In order to test our method on realistic data for which the complete genealogical history is known, we simulated the evolution of recombining chromosomes using the coalescent simulator msms (Ewing and Hermisson 2010). Simulations involved four taxa, each represented by 10 haploid sequences (40 in total) that split in the order {[(A,B),C],D} (Figure 2A), or five taxa, each represented by six sequences, that split in the order {[(A,B),(C,D)],E} (Figure S7A in File S2), with split times of 0.5, 1, and 1.5 (in units of 4N generations). Population size was constant throughout. In all scenarios, unidirectional migration from C to B was simulated. The simulation was performed for a 1 Mb chromosome, with a population recombination rate (4Nr) of 0.01 or 0.001. Genealogies for each unique ancestry block (separated by recombinations) were recorded. These were used to calculate the true weightings using Twisst.

Tests on simulated chromosomes. (A) In all three demographic scenarios, populations split in the order {[(A,B),C],D}, at the split times indicated (in units of 4N generations), with migration from C to B (indicated by arrows). In the Neutral scenario, there is no selection and moderate migration. The Adaptive Introgression scenario is similar, except a beneficial allele at a locus in the center of the chromosome is allowed to move from population C into B at time 0.1. In the Barrier Locus scenario, the rate of migration is high, but an allele at the central locus that is fixed in C is selected against in population B. (B) Mean weightings for the three possible taxon topologies across the 1 Mb simulated chromosome. Note that we illustrate the topologies for the four taxa as rooted, with D as the outgroup for simplicity, but the rooting is not considered when computing the weightings. (C) Weightings for all three topologies plotted (stacked) across the chromosome, with loess smoothing (span = 20 kb). (D) Weightings for topology {[(A,B),C],D} inferred from simulated sequence data using nonoverlapping 50 SNP windows and neighbor joining. Solid blue lines indicate the true values, and dashed black lines indicate the inferred values. Gray shading indicates the lower (5%) and upper (95%) quantiles based on 100 bootstrap replicates. Values are smoothed as above.
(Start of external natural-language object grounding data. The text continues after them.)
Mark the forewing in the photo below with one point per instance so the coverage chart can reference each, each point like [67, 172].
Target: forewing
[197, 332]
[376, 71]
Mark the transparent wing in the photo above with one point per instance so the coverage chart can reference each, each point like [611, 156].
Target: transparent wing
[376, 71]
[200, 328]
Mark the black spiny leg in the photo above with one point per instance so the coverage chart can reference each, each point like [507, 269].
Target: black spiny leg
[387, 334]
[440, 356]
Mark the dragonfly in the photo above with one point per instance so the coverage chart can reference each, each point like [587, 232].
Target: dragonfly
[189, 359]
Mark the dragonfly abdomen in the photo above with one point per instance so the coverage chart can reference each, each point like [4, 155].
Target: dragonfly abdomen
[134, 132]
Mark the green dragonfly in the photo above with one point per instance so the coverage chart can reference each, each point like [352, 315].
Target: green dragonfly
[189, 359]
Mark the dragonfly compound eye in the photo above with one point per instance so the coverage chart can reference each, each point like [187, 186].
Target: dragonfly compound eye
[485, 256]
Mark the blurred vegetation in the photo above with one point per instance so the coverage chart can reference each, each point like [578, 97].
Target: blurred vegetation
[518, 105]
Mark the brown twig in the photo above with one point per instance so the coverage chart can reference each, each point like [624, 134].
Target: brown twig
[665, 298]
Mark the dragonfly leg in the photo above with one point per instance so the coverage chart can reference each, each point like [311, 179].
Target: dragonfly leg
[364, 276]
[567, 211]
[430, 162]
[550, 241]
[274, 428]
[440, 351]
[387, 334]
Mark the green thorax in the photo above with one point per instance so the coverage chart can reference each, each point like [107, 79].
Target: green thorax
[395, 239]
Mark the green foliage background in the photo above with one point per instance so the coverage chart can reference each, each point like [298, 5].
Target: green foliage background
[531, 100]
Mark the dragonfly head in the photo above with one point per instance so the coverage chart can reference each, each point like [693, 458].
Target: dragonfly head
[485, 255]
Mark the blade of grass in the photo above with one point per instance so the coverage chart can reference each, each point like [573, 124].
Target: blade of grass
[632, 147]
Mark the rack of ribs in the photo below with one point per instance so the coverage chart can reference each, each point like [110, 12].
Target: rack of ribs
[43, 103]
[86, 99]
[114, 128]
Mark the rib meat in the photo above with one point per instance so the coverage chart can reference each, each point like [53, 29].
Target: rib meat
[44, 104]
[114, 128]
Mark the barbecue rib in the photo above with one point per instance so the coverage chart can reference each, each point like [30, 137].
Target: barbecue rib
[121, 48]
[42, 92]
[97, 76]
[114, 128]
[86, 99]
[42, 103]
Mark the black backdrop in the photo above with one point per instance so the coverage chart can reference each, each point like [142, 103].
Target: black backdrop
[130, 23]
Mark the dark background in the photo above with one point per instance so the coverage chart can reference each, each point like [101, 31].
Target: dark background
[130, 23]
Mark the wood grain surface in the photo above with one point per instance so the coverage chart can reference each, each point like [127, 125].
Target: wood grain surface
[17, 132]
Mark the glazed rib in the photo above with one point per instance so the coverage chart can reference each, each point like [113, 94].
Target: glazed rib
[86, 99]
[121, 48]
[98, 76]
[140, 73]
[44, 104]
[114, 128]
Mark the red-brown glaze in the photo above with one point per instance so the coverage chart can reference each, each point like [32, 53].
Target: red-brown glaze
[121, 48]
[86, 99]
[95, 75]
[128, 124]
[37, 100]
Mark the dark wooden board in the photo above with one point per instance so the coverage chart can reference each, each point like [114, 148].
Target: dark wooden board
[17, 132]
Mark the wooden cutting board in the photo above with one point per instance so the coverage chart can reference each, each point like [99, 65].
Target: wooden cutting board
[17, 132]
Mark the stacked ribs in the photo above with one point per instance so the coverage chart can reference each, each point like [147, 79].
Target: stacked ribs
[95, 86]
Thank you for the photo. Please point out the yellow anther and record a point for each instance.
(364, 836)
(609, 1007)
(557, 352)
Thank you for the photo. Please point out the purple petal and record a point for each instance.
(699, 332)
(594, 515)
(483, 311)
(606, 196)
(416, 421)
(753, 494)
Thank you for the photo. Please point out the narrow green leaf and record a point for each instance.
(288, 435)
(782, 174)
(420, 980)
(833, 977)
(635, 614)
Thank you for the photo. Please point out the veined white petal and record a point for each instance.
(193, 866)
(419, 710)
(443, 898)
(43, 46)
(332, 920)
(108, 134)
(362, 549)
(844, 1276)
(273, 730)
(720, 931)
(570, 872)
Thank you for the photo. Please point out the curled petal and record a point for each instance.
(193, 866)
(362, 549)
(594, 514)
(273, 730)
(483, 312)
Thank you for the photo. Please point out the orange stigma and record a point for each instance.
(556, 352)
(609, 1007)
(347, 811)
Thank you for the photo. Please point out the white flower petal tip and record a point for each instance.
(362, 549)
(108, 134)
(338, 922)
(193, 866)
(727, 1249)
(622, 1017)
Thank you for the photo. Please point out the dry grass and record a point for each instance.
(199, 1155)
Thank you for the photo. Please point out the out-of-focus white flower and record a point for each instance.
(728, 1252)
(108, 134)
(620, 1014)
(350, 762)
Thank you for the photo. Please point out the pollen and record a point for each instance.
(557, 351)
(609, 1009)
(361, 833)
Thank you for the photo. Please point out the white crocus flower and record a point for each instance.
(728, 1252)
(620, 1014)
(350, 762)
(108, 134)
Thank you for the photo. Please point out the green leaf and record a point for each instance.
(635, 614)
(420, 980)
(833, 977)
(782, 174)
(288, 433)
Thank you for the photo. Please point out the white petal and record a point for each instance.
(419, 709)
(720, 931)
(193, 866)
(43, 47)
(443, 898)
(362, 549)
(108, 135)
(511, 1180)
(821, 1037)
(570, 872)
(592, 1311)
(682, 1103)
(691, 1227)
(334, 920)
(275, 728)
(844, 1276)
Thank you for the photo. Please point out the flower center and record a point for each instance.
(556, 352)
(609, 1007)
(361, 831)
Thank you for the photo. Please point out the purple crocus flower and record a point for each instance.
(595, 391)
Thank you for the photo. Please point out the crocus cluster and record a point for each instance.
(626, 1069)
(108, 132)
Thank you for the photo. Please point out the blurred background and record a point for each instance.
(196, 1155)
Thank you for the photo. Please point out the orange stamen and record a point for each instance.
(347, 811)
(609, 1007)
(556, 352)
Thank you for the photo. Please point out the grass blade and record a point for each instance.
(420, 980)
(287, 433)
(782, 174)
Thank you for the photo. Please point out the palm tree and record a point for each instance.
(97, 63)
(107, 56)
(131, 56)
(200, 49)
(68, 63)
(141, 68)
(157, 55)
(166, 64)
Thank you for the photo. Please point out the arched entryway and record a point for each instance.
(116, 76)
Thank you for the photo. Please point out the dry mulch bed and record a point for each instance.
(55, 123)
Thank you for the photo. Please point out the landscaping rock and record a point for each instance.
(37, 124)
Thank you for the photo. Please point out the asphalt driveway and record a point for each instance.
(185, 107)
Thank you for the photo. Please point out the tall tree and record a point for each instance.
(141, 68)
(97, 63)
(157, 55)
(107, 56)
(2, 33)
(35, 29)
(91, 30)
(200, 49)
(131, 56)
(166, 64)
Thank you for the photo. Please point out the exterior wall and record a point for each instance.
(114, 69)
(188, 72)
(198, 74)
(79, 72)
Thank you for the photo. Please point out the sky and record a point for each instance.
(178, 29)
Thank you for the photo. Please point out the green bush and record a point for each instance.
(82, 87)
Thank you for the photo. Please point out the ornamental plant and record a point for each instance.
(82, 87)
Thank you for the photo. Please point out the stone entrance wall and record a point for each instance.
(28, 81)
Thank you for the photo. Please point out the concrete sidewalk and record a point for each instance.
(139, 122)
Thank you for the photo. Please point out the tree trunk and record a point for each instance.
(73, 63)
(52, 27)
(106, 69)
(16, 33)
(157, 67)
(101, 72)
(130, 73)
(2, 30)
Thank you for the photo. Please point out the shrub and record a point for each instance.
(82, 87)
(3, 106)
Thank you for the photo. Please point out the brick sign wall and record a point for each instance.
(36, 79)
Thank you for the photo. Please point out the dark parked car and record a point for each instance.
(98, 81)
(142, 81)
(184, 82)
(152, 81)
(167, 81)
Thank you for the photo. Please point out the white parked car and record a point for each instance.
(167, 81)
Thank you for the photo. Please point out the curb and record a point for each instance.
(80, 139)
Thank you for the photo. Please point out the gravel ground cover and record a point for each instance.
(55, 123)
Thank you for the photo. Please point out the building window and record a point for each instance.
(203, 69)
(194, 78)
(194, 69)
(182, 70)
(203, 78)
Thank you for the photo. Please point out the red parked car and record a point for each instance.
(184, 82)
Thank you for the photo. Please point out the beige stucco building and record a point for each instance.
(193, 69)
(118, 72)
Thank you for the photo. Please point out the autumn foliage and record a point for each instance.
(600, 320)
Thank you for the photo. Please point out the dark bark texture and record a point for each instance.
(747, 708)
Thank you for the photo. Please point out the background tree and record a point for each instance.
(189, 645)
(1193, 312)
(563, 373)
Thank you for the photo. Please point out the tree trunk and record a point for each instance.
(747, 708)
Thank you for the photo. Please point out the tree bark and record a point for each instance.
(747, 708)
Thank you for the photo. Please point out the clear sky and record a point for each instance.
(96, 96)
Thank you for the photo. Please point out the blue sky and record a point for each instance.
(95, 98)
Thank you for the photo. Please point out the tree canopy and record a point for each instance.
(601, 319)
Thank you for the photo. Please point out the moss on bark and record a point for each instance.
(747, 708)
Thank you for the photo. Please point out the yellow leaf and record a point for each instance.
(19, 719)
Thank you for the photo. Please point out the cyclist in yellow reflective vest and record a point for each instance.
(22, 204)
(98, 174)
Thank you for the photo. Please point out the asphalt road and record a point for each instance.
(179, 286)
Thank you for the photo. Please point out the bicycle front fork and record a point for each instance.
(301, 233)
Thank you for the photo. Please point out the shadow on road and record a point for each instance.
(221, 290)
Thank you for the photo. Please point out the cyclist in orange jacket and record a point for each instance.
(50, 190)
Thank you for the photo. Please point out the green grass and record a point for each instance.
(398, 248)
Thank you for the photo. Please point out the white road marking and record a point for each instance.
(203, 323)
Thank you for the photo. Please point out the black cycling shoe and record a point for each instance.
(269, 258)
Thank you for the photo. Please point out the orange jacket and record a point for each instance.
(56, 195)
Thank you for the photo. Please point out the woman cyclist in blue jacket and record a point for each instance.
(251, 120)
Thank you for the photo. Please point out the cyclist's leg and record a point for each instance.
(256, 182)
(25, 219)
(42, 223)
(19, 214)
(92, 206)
Three distinct evolutionary scenarios were simulated (Figure 2A and Figure S7A in File S2). msms command options are provided in File S1. The first was a “Neutral” scenario, with no selection and a low migration rate from B to C of 0.1 (in units of 4Nm, where m is the fraction of B made up of migrants from C each generation). The second was an “Adaptive Introgression” scenario, which is the same as above except that a beneficial allele at a locus in the center of the 1 Mb chromosome is allowed to move from population C into B at time 0.1. This was achieved by initiating selection at this time point on a dominant allele that was fixed in population C and absent from the other populations. A selection coefficient of 0.005 was used for both the homozygote and heterozygote, with a diploid population size of 100,000, giving a selection strength (2Ns) of 1000 for both genotypes. The third was a “Barrier Locus” scenario, where the rate of migration from C to B was five (in units of 4Nm, as above), and a dominant allele at the central locus that is fixed in C is selected against in population B. The same selection coefficient and population size as above were used.

We simulated sequences from the simulated genealogies using seq-gen (Rambaut and Grass 1997). Command options are provided in File S1. The branch scaling factor for mutation was 0.01. Since branches in the simulated genealogies are in units of 4N generations, taking N to be 100,000 gives μ (the per generation mutation rate) of 2.5 × 10⁻⁸.